In the first, third, and fifth, then, Schmarsow sees the design of Raphael, and he thinks he also had some hand in numbers two and four. No doubt, after these, the composition of the remaining ones is less excellent, and there is a falling off in life and spirit.

Some of the helpers seem to come direct from Perugino’s workshop. We find the prototypes of the greybeards in the Cambio—Socrates, Pericles, and the rest. In the execution of the “Betrothal,” Steinmann sees signs of a Lombard’s hand, in the dress and hair of the maids-of-honour, and the groups massed in the background. Sodoma was possibly working with Pintoricchio; he was in Siena this year, and Rumohr thinks he sees his hand in the distant figures of the crowning of the poet. Eusebio di San Giorgio, the Raffaelesque Perugian, was helping, and possibly also Pacchiarotto.

Born in 1405, at the little village of Corsignano, afterwards re-named Pienza, Æneas Piccolomini early showed a keenness of intellect and an aptitude for classic learning which induced his tutor, the great scholar Fidelfo, to send the needy young scion of a great house out into the world to seek his fortune, with introductions which carried him into the service of Domenico Capranica, Bishop of Fermo, that Cardinal whose tomb may be seen in Santa Maria sopra Minerva in Rome. Domenico made him his secretary, and, as he was on his way to the Council at Basel, he took Æneas in his suite. The story told by the frescoes begins here.

The cavalcade, having narrowly escaped shipwreck on the Libyan strand and landed at Genoa, are setting forth on their “Journey across the Apennines to Basel.” Behind them is the sea; in the sky the great storm-clouds are passing away, and the rainbow shines out. Above the bay we discern the town, the point where now stands the Doria Palace and its gardens; the solemn churchmen journeying forward on their sedate mules. In the foreground rides Æneas and a youthful follower. The whole of the attention centres in the bright handsome figure of Æneas; our interest is at once bespoken on behalf of the gallant young adventurer going forth on his spirited white horse to seek his fortune.

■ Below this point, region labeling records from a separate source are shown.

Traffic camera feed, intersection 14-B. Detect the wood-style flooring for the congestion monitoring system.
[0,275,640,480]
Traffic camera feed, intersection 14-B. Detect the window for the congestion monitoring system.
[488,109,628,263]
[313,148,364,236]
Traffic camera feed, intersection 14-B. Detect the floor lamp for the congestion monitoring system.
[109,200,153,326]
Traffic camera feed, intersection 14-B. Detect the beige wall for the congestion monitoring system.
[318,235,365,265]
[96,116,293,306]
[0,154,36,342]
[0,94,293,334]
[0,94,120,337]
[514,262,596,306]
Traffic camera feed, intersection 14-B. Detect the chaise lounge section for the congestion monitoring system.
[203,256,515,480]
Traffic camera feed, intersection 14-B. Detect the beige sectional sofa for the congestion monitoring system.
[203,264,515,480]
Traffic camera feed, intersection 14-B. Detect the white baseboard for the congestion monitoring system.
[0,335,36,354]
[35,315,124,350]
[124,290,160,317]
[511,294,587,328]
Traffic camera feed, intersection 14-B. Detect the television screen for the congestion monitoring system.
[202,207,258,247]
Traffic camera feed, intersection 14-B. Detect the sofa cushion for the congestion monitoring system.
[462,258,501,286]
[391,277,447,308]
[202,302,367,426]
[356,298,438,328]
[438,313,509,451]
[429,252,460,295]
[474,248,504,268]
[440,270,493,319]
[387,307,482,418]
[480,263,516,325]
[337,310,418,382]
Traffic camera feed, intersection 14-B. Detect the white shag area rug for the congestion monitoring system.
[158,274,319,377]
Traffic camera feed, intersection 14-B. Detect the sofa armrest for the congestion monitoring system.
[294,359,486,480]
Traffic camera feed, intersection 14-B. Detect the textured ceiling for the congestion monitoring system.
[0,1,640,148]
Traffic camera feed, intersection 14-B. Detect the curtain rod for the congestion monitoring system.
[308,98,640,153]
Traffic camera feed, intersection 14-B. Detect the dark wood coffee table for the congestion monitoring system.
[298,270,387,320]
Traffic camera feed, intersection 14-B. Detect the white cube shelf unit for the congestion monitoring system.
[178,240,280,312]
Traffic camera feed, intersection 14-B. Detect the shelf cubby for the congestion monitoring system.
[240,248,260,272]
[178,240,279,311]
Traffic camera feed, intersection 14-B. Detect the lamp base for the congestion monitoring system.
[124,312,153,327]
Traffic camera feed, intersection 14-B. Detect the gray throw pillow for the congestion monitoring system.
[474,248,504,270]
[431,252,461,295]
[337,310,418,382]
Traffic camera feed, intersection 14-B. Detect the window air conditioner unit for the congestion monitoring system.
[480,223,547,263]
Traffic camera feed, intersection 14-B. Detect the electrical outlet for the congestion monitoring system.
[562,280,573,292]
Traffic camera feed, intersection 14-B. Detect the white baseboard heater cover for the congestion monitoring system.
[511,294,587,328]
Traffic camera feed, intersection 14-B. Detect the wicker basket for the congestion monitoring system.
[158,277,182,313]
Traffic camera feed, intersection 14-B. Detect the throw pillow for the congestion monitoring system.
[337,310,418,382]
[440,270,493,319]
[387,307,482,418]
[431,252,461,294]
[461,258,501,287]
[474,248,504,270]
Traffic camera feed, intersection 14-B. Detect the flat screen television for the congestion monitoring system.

The young man on the bay horse beyond him, another layman among the throng of clerics and dignitaries, may be intended for his brother-secretary, Piero da Noceto. This is one of the most charming of the frescoes, full of movement and gaiety. Pintoricchio does not give much prominence to the “Conference at Basel,” which was one of anti-Papal tendencies.

In the next fresco we find the young Piccolomini on a “Mission to James I. of Scotland,” to whom he was despatched by the Cardinal of Santa Croce, an able and influential man, into whose service he had entered in 1440, and who sent him to persuade the King of Scotland to cross the Border and to menace the King of England. His interview with James I. forms the subject of the second fresco. The King, in yellow robes, and the two supporters on either hand, in blue and green, are the most prominent figures, and form between them a sort of triangle, a symmetrical manner of composition which was just coming into favour. We have to look for the beautiful and graceful figure of Æneas as, full of dignity, he comes forward to the side of the King’s throne—his gesture in telling the points of his message upon his fingers is that which Pintoricchio makes use of in “St. Catherine before the Philosophers”; but this is a much more natural and easy attitude. His dark red robe and violet mantle hang in simple and voluminous folds. With his flowing hair he might be a young St. John taken out of one of Perugino’s pictures. The background here is very beautiful, seen through the airy row of cinque-cento arches, with the sunny little town in the distance reflected in the lake. In his memoirs, the young secretary has left us a most graphic description of his impressions of Scotland, of his journey north from Dover, of the comely blue-eyed women and scantily-clothed men, and comments on the singular kind of sulphurous stone which they burn instead of wood. He gives a vivid picture of these islands in the first half of the fifteenth century; but the painter had no knowledge to enable him to grasp it. He has apparently heard that Scotland was a land of lakes and mountains; but though the interview took place in mid-winter, he has made the trees in full leaf.